While Charles was working as Librarian of the Boston Athenaeum, Ethel was serving as Registrar for the Massachusetts Society of the Colonial Dames and writing books about colonial samplers and the early American techniques of making portraits out of wax.  While Charles was becoming one of the first Presidents of the Society for the Preservation of New England Antiquities, Ethel was copying cemetery inscriptions from the old cemetery in Shirley Center and transcribing the diary of an 18th century farmer named James Parker.  Both of these were later printed in the New England Genealogical Register and the diary formed the basis for a chapter in what was to become Ethel’s History of Shirley, Upland and Intervales.

At various times in her literary and political career, Mrs. Bolton belonged to the Book-in-Hand Club, the Altrurian Club, the Groton District Women’s Republican Club, the Taxpayers’ Association of Shirley, the Groton Garden Club, the New England Club of Fitchburg, the Fitchburg-Wellesley Club and the Women’s Republican Club of Boston.   She was also one of the first women to vote in Shirley after the passage of the 19th amendment.

Mr. and Mrs. Bolton were early collectors of Shaker furniture and crafts and also loved to visit estate sales to pick up bargains.  In 1912 they hosted an Open House, at their home in Shirley, for the members of SPNEA.  They were two of the first members of Trinity Chapel in Shirley Center, and enjoyed having company over to Sunday tea after worship.

With all this information, less is known about Mrs. Bolton’s artistic tendencies.  We do not know if she had any formal art training.  Someone once said that she did woodcuts, but the pictures we see in her books are really pen and ink sketches.  In 1899 Mrs. Bolton published the History of the Stanwood Family, but did not include any of her own sketches.  In 1910  Scotch Irish Pioneers, by Charles K Bolton, was illustrated by Ethel Bolton, with maps, ships,  and Irish village views,   This may have been the first time her illustrations were published.
 
In 1914  Shirley Uplands and Intervales, written and illustrated by Mrs.
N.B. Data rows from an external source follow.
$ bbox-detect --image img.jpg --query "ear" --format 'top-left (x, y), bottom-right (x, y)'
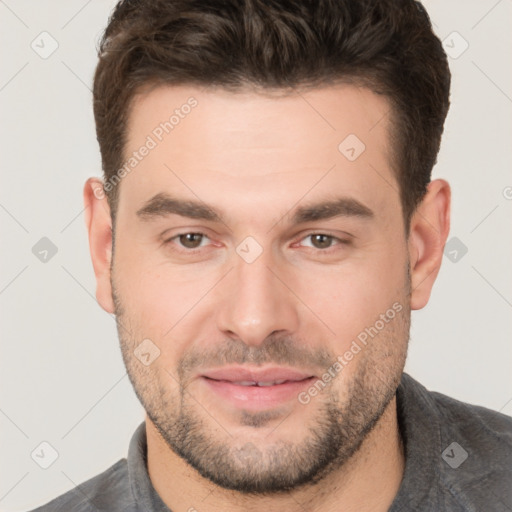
top-left (83, 177), bottom-right (115, 314)
top-left (408, 179), bottom-right (451, 310)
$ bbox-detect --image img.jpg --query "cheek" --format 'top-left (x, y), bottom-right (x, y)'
top-left (114, 249), bottom-right (218, 351)
top-left (296, 244), bottom-right (407, 348)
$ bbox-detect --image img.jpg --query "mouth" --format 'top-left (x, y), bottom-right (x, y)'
top-left (211, 379), bottom-right (298, 386)
top-left (198, 366), bottom-right (316, 410)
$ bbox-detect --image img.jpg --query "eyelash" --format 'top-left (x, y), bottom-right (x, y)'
top-left (163, 231), bottom-right (350, 255)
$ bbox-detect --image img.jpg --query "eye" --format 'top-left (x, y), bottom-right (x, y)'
top-left (297, 233), bottom-right (349, 252)
top-left (165, 232), bottom-right (211, 252)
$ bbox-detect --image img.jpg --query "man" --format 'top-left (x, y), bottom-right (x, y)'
top-left (30, 0), bottom-right (512, 510)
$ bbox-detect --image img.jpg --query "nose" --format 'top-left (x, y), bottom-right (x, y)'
top-left (215, 245), bottom-right (300, 347)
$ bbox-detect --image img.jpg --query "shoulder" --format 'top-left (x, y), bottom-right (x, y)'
top-left (427, 382), bottom-right (512, 456)
top-left (27, 459), bottom-right (136, 512)
top-left (401, 373), bottom-right (512, 508)
top-left (401, 372), bottom-right (512, 444)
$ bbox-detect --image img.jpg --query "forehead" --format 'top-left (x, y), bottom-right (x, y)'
top-left (125, 83), bottom-right (392, 162)
top-left (117, 83), bottom-right (399, 228)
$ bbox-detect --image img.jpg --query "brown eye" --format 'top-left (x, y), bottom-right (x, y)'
top-left (177, 233), bottom-right (205, 249)
top-left (296, 233), bottom-right (350, 255)
top-left (309, 234), bottom-right (335, 249)
top-left (163, 231), bottom-right (213, 255)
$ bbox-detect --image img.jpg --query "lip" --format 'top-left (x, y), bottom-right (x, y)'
top-left (201, 366), bottom-right (314, 383)
top-left (198, 366), bottom-right (316, 411)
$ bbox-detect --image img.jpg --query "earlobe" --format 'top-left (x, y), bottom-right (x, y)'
top-left (83, 177), bottom-right (115, 314)
top-left (408, 179), bottom-right (451, 310)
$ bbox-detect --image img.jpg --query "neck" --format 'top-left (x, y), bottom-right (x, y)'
top-left (147, 396), bottom-right (404, 512)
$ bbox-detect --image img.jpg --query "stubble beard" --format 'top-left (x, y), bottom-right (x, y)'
top-left (112, 275), bottom-right (410, 494)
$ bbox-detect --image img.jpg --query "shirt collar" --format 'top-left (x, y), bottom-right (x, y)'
top-left (128, 420), bottom-right (172, 512)
top-left (390, 372), bottom-right (441, 510)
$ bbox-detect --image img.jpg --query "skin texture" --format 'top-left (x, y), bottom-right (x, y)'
top-left (84, 84), bottom-right (450, 512)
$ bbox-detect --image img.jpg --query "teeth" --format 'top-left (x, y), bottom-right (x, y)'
top-left (234, 380), bottom-right (287, 386)
top-left (258, 380), bottom-right (287, 386)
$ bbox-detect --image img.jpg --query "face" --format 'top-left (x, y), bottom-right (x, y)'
top-left (108, 84), bottom-right (413, 493)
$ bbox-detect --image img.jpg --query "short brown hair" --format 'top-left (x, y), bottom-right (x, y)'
top-left (93, 0), bottom-right (450, 230)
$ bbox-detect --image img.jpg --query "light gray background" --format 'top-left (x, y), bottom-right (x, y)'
top-left (1, 1), bottom-right (511, 510)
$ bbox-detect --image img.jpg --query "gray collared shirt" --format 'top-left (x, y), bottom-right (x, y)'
top-left (28, 373), bottom-right (512, 511)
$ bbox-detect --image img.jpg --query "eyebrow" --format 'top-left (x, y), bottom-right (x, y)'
top-left (136, 192), bottom-right (374, 226)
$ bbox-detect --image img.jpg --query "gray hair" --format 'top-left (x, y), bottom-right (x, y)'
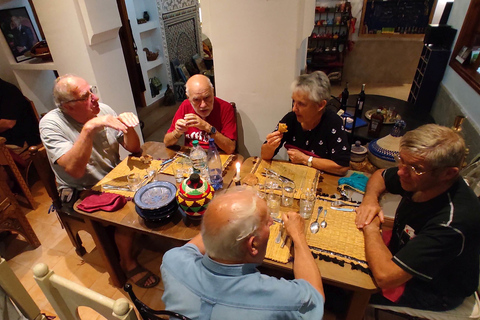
top-left (185, 75), bottom-right (214, 97)
top-left (201, 187), bottom-right (264, 261)
top-left (400, 124), bottom-right (466, 169)
top-left (291, 71), bottom-right (331, 104)
top-left (53, 74), bottom-right (82, 108)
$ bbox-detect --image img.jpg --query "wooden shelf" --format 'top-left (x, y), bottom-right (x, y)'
top-left (145, 56), bottom-right (164, 70)
top-left (138, 21), bottom-right (156, 33)
top-left (10, 59), bottom-right (56, 71)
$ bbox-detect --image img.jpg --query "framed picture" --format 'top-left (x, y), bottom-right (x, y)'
top-left (0, 7), bottom-right (40, 62)
top-left (176, 64), bottom-right (191, 83)
top-left (455, 46), bottom-right (472, 65)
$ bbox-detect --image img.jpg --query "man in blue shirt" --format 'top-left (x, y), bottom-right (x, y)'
top-left (161, 187), bottom-right (324, 319)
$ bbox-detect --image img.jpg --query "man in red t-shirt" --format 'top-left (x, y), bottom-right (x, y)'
top-left (164, 75), bottom-right (237, 154)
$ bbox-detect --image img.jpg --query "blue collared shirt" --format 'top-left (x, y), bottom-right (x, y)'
top-left (161, 244), bottom-right (324, 319)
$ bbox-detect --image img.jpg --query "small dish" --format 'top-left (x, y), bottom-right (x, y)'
top-left (134, 181), bottom-right (176, 211)
top-left (365, 109), bottom-right (401, 124)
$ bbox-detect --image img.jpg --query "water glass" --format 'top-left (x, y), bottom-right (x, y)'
top-left (172, 161), bottom-right (184, 183)
top-left (266, 192), bottom-right (281, 217)
top-left (299, 189), bottom-right (315, 219)
top-left (282, 181), bottom-right (295, 207)
top-left (255, 183), bottom-right (265, 199)
top-left (127, 173), bottom-right (140, 191)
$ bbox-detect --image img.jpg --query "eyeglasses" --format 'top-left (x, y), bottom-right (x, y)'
top-left (62, 86), bottom-right (97, 105)
top-left (394, 154), bottom-right (430, 176)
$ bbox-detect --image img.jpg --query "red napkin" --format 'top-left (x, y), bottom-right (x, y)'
top-left (380, 229), bottom-right (406, 302)
top-left (77, 193), bottom-right (127, 213)
top-left (284, 144), bottom-right (320, 158)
Bolton, gave anecdotes of Shirley history, genealogical information, and the history of many of Shirley’s older homes.  Mrs. Bolton took new photos and used old glass negatives as models for her sketches of the homes.

In 1927 Mr. Bolton published his book American Armory .   He does not credit his wife with the illustrations, but they look like they could have been hers.   In 1929 C. K. Bolton published The Real Founders of New England, with maps and coastal scenes drawn by Ethel.   The Shirley Historical Society has a copy of this book as well as some of the original sketches.

In 1931, Mrs. Bolton illustrated the New Year’s letter of the rector of the  Old North Church in Boston.  In 1935, she illustrated her husbands latest book, Terra Nova, The Northeast Coast Before 1602.

There were many Christmas greetings featuring sketches of various of churches around old England and New England, of course including Trinity Chapel and the First Parish Meetinghouse.

Margaret Frasier, of Ayer,  has a Dodge family coat of arms that was drawn by Mrs. Bolton. We don’t know how many other samples of her work may be in the back parlors of Shirley homes, but we do appreciate all that was done by Mrs. Ethel Bolton to preserve these views of Shirley history.